Bu kişi bana ara sıra uzun uzun bakıp, yüzümü mimiklerimi inceleyip "seni çok seviyorum ama sanki bir şeyler eksik" "kendimi evli düşünemiyorum" "seninle evlendiğimizi hayal edemiyorum" "seninle geleceğimi kestiremiyorum" tarzı laflar ederdi. Bunları demesine rağmen beni tüm arkadaşları ve ailesi ile tanıştırdı. Tüm hayatına soktu. Tüm hayatıma girdi. Çok kapılmıştım, çok seviyordum. Yaşım gençti, toydum, yeterince uzun süre seversem ve beklersem o da o eksik olan şeyi tamamlar, benimle bir gelecek ister diye düşündüm (salaklık). Yaşım zaten çok gençti, evliliği birkaç yıl daha asla düşünmüyordum. O aşamaya gelene kadar bu dedikleri geçer diye düşündüm. Yanıldım.
Bir sabah tesadüfen beni 7-8 aydır aldattığını öğrendim. Benim kızdan haberim olmadığı gibi kızın da benden haberi yoktu. Ciddi düşünüyorlarmış, yaza nişan seneye düğün falan. Direkt o gün ayrıldım. Beni aldattığı o kızla da bir sene dolmadan cidden de evlendi. Kafasındaki kriterlere uyan bir kadın bulduğunda düşünmedi yani. Benimle olmadı, olmazdı. Ben aksini hayal etmiş ve olacağına inanmış olsam bile en başından söylemişti. Tamamen benim toyluk ve salaklığımdı. Onun beni aldatması ise tamamen onun şerefsizliği psikolojik zayıflığı ve yalnız kalma korkusuydu. Kafasına göre birini bulup kesinleşmeden beni silmedi, çünkü yalnızlıktan ölümüne korktu. Allah ıslah etsin.
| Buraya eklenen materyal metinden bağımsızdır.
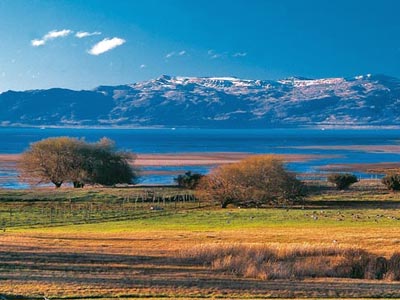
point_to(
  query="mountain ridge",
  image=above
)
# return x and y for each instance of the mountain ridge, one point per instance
(212, 102)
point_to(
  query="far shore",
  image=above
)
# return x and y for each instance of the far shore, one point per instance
(187, 159)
Şuan 2 yıllık başka bir ilişkim var. Erkek arkadaşım benden 4 yaş büyük. Yakın ama farklı şehirlerdeyiz. Ben devlette çalışıyorum. Yanına gidebilmem ve düzen kurabilmemiz için (o büyük şehirde ben küçük bir anadolu şehrindeyim) biraz daha beklemeliyiz. Sürekli beraber olduğumuza, kavuştuğumuza, evlendiğimize dair hayaller kurar ve benimle paylaşır. "Kendi çekirdek ailemiz olsun, kendi evimiz yuvamız olsun, bebeklerimiz olsun, buraya gidelim, böyle şeyler yapalım" diye hayaller kurar, benimle paylaşır.
Özet geçmem gerekirse bir erkek cidden aşıksa ve kafasındaki kriterlere uyuyorsan seninle her yaşta evlilik düşünür ve ister. cidden tutkun değilse veya kafasındaki şeylere uyumuyorsan ağzınla kuş tutsan ve ilişkin çok iyi gitse de seninle evlenmez. Ancak bunlar çok da önemli değil. Çünkü evlilik bir amaç değil, mutluluk için bir araçtır. zamanı ve yeri gelince kendiliğinden olur. Bir de neden başka bir dal bulmadan elinizdeki dalı bırakmıyorsunuz siz maymun musunuz? Korkmayın, ağaçtan düşmezsiniz. Çünkü şuan göremeseniz de ihtiyacınız olan tek dal "sizsiniz". Ve kendinizi tanıyıp sevmeniz.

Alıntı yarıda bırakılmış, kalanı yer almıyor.